The target person is affiliated with a specific publication according to the letter they signed. We found a Twitter account belonging to someone with the same name whose bio mentions the same affiliation. From this account, they tweeted on their birthday, without saying how old they were turning. They also had previously linked to articles they had written for a different publication. When this second publication announced that it was hiring the target person in 2017, it published a small blurb about the person which mentioned a previous role at a third publication. Finally, we found a July 2014 article that interviewed this person when they were writing for this third publication which mentioned their age. Because we knew their age in July 2014 and their exact birthday, we could be sure of their exact age in July 2020. We were sure that the article referred to the same person because we could track how they moved from publication to publication until they came to be affiliated with the publication they are affiliated with on the letter they signed.
This category accounted for just this 1 person.

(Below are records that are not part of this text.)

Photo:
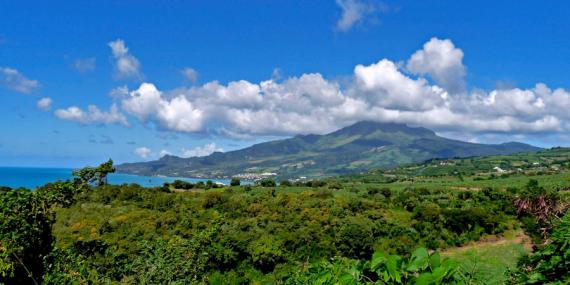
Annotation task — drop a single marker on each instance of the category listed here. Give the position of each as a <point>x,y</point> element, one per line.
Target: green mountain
<point>355,148</point>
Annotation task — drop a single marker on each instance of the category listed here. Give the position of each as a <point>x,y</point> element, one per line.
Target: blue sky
<point>283,52</point>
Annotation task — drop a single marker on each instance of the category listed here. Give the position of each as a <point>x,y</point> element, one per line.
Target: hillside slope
<point>355,148</point>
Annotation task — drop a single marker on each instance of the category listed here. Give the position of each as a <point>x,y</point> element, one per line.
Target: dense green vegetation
<point>397,226</point>
<point>352,149</point>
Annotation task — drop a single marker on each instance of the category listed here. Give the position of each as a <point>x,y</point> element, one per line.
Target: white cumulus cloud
<point>126,65</point>
<point>143,152</point>
<point>190,74</point>
<point>356,11</point>
<point>382,91</point>
<point>204,150</point>
<point>92,116</point>
<point>44,104</point>
<point>14,80</point>
<point>442,61</point>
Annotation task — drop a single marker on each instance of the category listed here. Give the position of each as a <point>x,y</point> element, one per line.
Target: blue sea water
<point>29,177</point>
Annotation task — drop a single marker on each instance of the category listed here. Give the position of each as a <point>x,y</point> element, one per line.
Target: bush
<point>235,182</point>
<point>267,183</point>
<point>179,184</point>
<point>549,265</point>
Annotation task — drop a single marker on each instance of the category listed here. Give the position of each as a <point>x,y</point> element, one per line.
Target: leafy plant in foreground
<point>419,268</point>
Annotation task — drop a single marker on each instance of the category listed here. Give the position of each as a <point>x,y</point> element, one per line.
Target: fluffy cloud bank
<point>427,90</point>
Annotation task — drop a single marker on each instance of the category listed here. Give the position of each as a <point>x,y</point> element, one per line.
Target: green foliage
<point>26,237</point>
<point>180,184</point>
<point>96,175</point>
<point>267,183</point>
<point>419,268</point>
<point>235,182</point>
<point>550,264</point>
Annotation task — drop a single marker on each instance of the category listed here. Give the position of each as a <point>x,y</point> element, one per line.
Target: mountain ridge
<point>355,148</point>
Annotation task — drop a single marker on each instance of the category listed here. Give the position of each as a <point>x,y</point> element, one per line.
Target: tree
<point>267,183</point>
<point>235,182</point>
<point>97,175</point>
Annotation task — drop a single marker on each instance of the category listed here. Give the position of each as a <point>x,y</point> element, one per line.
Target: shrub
<point>267,183</point>
<point>235,182</point>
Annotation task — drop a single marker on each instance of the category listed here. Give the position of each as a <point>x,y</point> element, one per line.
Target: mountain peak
<point>368,127</point>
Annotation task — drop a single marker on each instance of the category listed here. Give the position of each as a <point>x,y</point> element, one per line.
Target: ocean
<point>30,177</point>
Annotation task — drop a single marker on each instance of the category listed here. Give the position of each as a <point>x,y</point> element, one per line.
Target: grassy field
<point>486,261</point>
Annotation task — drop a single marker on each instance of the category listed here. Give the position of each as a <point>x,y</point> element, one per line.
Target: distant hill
<point>355,148</point>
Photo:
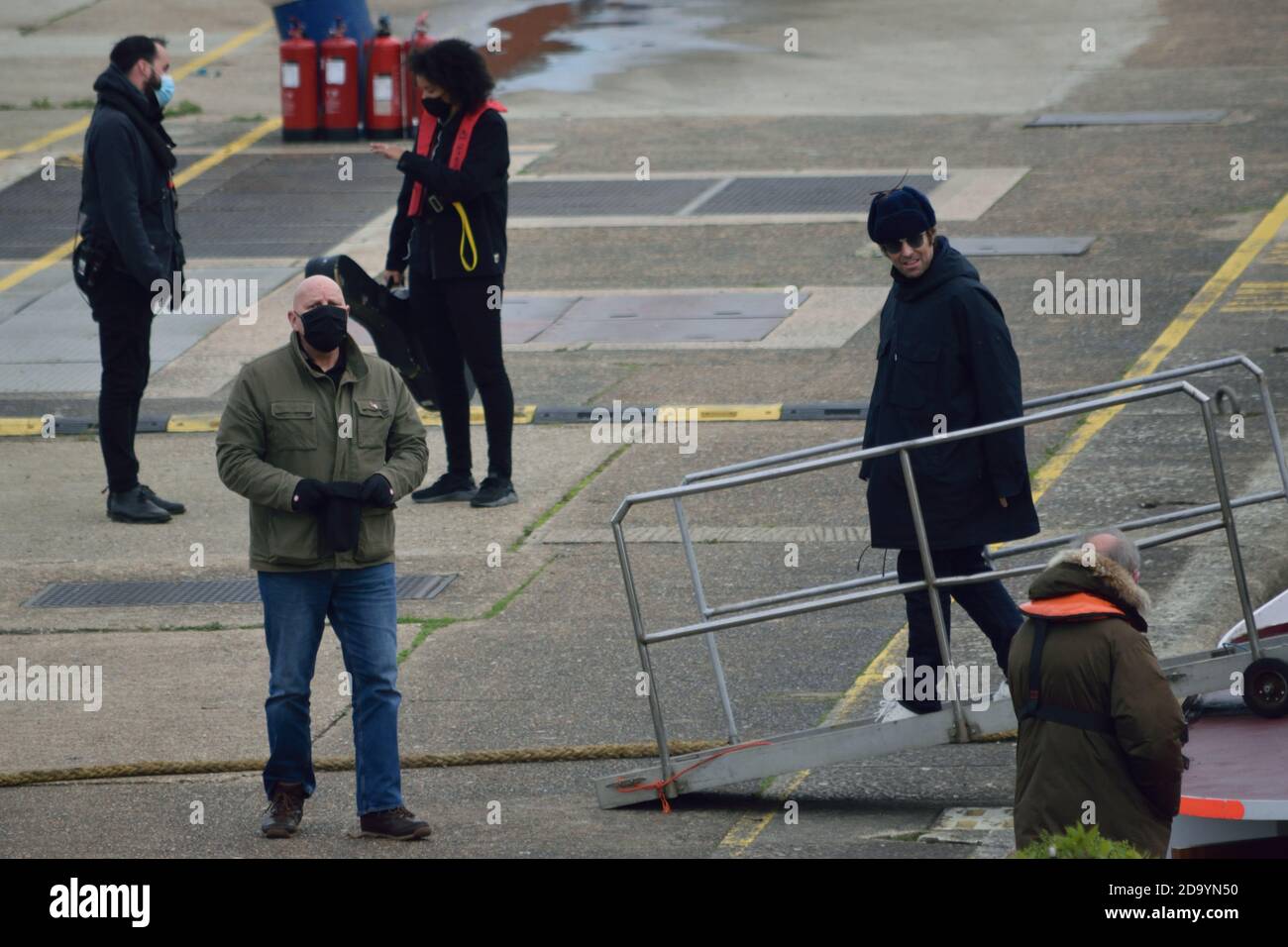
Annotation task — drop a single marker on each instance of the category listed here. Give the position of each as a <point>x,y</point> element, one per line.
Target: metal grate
<point>1198,116</point>
<point>1022,247</point>
<point>601,197</point>
<point>805,195</point>
<point>192,592</point>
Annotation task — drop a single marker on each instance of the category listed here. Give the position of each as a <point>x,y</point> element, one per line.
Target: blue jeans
<point>364,611</point>
<point>987,603</point>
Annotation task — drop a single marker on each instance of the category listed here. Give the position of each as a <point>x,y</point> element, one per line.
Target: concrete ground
<point>536,651</point>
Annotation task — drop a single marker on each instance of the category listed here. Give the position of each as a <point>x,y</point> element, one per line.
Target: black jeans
<point>123,309</point>
<point>456,328</point>
<point>987,603</point>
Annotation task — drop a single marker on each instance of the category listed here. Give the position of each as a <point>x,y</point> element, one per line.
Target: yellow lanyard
<point>467,234</point>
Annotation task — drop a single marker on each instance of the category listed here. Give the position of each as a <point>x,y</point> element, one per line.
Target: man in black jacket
<point>944,363</point>
<point>128,205</point>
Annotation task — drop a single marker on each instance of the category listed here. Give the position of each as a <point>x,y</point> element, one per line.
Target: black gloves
<point>376,492</point>
<point>309,496</point>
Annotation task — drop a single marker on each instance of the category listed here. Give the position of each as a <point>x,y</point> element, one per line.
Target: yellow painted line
<point>523,414</point>
<point>1258,296</point>
<point>184,424</point>
<point>20,427</point>
<point>1170,338</point>
<point>48,138</point>
<point>63,249</point>
<point>38,264</point>
<point>1276,256</point>
<point>748,827</point>
<point>178,72</point>
<point>222,50</point>
<point>721,412</point>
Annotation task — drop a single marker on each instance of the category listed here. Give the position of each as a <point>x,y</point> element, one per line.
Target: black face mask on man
<point>325,326</point>
<point>437,107</point>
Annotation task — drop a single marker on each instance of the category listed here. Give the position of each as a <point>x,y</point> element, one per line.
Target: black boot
<point>284,810</point>
<point>133,506</point>
<point>167,505</point>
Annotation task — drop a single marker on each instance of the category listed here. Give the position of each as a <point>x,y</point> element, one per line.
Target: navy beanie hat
<point>901,213</point>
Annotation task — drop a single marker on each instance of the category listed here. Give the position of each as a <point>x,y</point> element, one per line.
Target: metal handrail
<point>746,474</point>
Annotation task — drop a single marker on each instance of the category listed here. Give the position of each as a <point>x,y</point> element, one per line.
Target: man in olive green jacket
<point>1100,729</point>
<point>322,440</point>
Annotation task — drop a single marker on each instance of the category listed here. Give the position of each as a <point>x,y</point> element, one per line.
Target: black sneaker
<point>391,823</point>
<point>284,810</point>
<point>447,487</point>
<point>133,506</point>
<point>167,505</point>
<point>922,706</point>
<point>494,491</point>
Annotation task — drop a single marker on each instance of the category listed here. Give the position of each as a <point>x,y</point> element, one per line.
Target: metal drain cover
<point>191,592</point>
<point>1022,247</point>
<point>1199,116</point>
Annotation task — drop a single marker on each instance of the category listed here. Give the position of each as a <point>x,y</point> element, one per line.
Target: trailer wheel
<point>1265,686</point>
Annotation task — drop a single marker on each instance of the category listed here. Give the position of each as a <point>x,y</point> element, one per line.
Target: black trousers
<point>988,604</point>
<point>123,309</point>
<point>456,328</point>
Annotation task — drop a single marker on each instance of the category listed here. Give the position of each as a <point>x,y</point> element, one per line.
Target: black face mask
<point>325,326</point>
<point>437,107</point>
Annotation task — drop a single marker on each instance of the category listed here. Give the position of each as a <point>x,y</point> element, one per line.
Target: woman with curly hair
<point>450,231</point>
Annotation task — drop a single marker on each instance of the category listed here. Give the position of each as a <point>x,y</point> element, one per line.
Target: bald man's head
<point>1115,545</point>
<point>317,290</point>
<point>327,328</point>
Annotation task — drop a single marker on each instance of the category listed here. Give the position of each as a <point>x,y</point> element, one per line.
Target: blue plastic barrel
<point>318,17</point>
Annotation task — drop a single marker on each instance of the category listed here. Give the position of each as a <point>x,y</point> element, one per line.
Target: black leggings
<point>456,326</point>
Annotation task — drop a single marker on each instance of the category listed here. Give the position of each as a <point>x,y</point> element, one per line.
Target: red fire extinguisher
<point>384,84</point>
<point>420,39</point>
<point>339,84</point>
<point>299,76</point>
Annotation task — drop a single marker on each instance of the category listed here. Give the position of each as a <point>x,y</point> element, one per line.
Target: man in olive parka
<point>1103,741</point>
<point>944,363</point>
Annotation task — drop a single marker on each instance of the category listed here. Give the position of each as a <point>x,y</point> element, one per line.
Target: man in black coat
<point>944,363</point>
<point>129,240</point>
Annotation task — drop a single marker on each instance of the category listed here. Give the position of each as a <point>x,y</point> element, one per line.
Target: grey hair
<point>1121,551</point>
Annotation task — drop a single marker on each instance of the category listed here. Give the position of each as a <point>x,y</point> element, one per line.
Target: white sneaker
<point>892,711</point>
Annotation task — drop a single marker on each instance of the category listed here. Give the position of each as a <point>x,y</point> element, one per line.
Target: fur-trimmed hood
<point>1065,575</point>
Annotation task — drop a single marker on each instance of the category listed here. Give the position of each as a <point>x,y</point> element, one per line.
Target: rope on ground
<point>335,764</point>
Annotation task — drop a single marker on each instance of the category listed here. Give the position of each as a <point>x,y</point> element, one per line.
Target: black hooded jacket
<point>125,183</point>
<point>945,357</point>
<point>432,243</point>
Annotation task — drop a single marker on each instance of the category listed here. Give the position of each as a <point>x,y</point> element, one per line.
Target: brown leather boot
<point>393,823</point>
<point>284,810</point>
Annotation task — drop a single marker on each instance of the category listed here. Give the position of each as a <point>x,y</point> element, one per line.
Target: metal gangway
<point>745,761</point>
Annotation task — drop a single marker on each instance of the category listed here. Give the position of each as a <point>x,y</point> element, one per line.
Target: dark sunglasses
<point>914,243</point>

For the remaining 44, there were some target people for whom we found searched people that were likely to be the same person, but we couldn’t match enough variables. For some, we figured out the year they were born in, but couldn’t get their exact age in years in July 2020. For others, we found nothing. We ended up excluding these 44 (16 from Harper’s letter, 28 from The Objective’s counter letter) because we were unable to confirm their ages with the same level of confidence as for the other 247.
The graphs above present data about these 247 people.
This case study in using OSINT methods for a relatively simple data analysis project raises a number of legal and ethical questions.
First, OSINT and privacy are two sides of the same coin: OSINT is often successful only because privacy-compromising information is accessible about people online. In our case, we felt that since these 291 people named themselves as signatories of a public letter, they were choosing to enter the public sphere and open themselves up to a certain level of scrutiny. And as far as demographic information goes, age is not as sensitive as race, gender, or family-related information. Nevertheless, the process described above serves as a reminder about how much data people publish about themselves online, and it’s not difficult to imagine OSINT techniques venturing into much more ethically murky waters.
It may seem far-fetched that simply publishing already publicly available data could be controversial, but often such information can be used to verify other details about people that they may not have intended to make public. Anticipating legal and ethical gray areas like this is vital to conducting OSINT research responsibly.